Anointing of the Sick
Anointing of the sick was done even in the times of James the Apostle. He wrote, “Is anyone among you suffering? He should pray. Is anyone in good spirits? He should sing praise. Is anyone among you sick? He should summon the presbyters of the church, and they should pray over him and anoint (him) with oil in the name of the Lord, and the prayer of faith will save the sick person, and the Lord will raise him up. If he has committed any sins, he will be forgiven.” (James 5:13-15) In Anointing of the Sick, the person who is sick receives grace for physical and/or spiritual healing. It has the power to forgive sins and makes them ready to meet Jesus if God calls. It is a great source of comfort and peace for the sick person and family. Many families have great experiences of peace in this holy sacrament.
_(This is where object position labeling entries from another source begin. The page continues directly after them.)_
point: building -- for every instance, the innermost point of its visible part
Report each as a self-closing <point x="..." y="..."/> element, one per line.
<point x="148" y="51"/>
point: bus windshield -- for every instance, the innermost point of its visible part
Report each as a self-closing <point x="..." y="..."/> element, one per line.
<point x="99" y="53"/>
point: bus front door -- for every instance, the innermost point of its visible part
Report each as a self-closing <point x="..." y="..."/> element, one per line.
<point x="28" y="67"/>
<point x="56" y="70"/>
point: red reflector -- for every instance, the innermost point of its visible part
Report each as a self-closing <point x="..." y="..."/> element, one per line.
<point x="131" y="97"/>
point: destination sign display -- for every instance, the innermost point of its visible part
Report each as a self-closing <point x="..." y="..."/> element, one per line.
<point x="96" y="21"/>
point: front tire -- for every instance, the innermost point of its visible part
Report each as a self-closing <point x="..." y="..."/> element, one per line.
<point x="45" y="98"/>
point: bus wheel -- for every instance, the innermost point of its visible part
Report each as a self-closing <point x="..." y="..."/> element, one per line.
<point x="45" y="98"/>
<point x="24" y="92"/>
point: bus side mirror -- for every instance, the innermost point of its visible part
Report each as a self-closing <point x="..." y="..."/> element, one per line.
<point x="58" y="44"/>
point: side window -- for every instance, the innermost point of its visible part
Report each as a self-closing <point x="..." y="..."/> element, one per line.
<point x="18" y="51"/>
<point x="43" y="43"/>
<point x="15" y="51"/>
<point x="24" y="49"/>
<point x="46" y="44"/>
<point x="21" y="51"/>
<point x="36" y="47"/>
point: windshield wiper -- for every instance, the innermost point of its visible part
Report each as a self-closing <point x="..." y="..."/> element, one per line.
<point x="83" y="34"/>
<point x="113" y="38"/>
Who can be anointed? Anybody who is Catholic and is in any way in danger of death can be anointed. By danger of death we mean anybody who is going under surgery that requires anesthesiology. The person should not fear that they will die simply because they are being anointed. If this person has left the Catholic Church, they may still be anointed if they desire to come back home to the faith. Confession is part of the rite. The person must be alive to receive, however a priest may bless the body if the person has already passed.
How to get anointed or have someone anointed? If there is surgery, a person may come in to the office or ask the priest after Mass for an anointing. Most of the time the sickness catches us off guard. If the person is in the Hospital and is Catholic, make sure the nurses are told that the sick person is Catholic so a Priest will know to come and visit them. It may be good to carry a Call a Priest card so you can be anointed in case of emergency and you cannot communicate. (Link) Call the Office to let them know you or someone you know wants to be anointed. Give the Name and contact information. The priest will be happy to come out and anoint.
How Many times can a person be anointed? There is no limit. There are situations where a person is in a condition for years when the health fluctuates and looks like the person may die. Each time this happens, you can call for the priest. Generally speaking, if the person has been anointed within the past week or two, there is not an urgency.